Colaborando com gente tão diversa como Han Bennink, Don Byron, Chris Potter, Jason Robinson, Thomas Strønen e Ernst Reijseger (para apenas mencionar alguns), tem deixado bem vincado um especial interesse em projetos “intermédia”, envolvendo música, vídeo, artes plásticas, teatro e dança. Já pisou palcos portugueses em diversas ocasiões, designadamente em 2016 no MIA – Encontros de Música Improvisada de Atouguia da Baleia, e, dois anos depois, no Hot Clube, em Lisboa, entre outros locais. A jazz.pt acompanha há muito o seu percurso.
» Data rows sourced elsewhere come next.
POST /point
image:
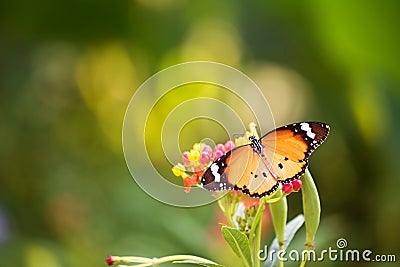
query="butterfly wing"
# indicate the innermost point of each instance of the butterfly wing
(290, 146)
(227, 171)
(285, 156)
(240, 169)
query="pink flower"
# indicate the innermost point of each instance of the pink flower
(207, 149)
(190, 181)
(229, 145)
(296, 185)
(185, 158)
(110, 261)
(204, 158)
(220, 147)
(217, 154)
(287, 188)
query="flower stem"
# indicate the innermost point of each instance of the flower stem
(255, 233)
(145, 262)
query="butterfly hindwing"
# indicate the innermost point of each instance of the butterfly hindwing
(283, 158)
(227, 171)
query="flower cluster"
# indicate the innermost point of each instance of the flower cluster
(245, 219)
(197, 160)
(293, 186)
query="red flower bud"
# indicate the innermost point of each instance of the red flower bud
(207, 149)
(220, 147)
(296, 185)
(287, 188)
(217, 154)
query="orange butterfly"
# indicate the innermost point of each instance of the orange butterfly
(258, 168)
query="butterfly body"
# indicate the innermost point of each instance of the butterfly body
(258, 168)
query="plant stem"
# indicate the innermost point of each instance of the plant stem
(255, 233)
(145, 262)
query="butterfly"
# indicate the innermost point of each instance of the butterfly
(257, 168)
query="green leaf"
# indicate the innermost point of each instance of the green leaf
(200, 263)
(290, 230)
(311, 208)
(239, 243)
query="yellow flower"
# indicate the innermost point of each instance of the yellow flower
(178, 169)
(194, 155)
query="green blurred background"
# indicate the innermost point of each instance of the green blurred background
(68, 70)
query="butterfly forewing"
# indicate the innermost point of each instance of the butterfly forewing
(229, 170)
(290, 147)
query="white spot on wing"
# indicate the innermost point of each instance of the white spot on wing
(306, 127)
(214, 171)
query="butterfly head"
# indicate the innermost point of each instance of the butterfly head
(252, 138)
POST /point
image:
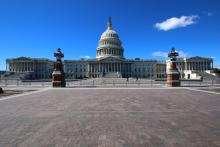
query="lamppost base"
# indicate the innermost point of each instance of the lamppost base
(1, 90)
(173, 84)
(59, 84)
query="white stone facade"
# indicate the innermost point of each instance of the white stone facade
(33, 68)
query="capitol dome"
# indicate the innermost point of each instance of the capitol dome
(109, 44)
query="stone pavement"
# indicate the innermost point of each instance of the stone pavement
(147, 117)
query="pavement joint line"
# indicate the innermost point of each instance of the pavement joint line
(115, 88)
(211, 92)
(23, 94)
(132, 111)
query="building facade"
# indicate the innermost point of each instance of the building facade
(109, 63)
(29, 68)
(191, 68)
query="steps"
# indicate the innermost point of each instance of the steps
(112, 75)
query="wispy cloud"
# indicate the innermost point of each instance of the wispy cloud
(182, 54)
(174, 22)
(86, 57)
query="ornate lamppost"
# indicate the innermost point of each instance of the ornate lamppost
(173, 75)
(58, 72)
(1, 90)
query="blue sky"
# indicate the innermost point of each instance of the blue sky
(147, 28)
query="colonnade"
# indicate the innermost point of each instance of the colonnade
(110, 51)
(21, 66)
(196, 66)
(199, 66)
(108, 67)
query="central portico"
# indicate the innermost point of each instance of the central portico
(110, 61)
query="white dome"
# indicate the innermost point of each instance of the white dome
(109, 44)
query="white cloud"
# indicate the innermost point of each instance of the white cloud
(165, 54)
(174, 22)
(183, 54)
(86, 57)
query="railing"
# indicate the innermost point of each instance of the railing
(108, 82)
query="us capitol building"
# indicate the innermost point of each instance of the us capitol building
(109, 63)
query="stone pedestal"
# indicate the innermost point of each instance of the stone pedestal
(1, 90)
(58, 73)
(173, 75)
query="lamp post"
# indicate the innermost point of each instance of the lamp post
(58, 72)
(173, 75)
(1, 90)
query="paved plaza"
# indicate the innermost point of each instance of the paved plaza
(111, 117)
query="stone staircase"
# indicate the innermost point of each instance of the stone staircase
(112, 75)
Em 2014 demos nota de “Solo Flutes” (LopLop), o seu primeiro disco a solo, resultado de uma encomenda feita em 2013 pela Dutch Performing Arts Society e concluída durante uma jornada sabática em Berlim; em 2019 recenseamos “Live at the JazzCase” (El Negocito), que documenta uma apresentação do seu projeto Lotz of Music ao vivo na cidade belga de Neerpelt e também em trio com “The Wroclaw Sessions” (Audio Cave) – votado como um dos melhores discos desse ano pelo New Yotk City Jazz Record –, acompanhado pelos polacos Grzegorz Piasecki no contrabaixo e Wojciech Buliński na bateria.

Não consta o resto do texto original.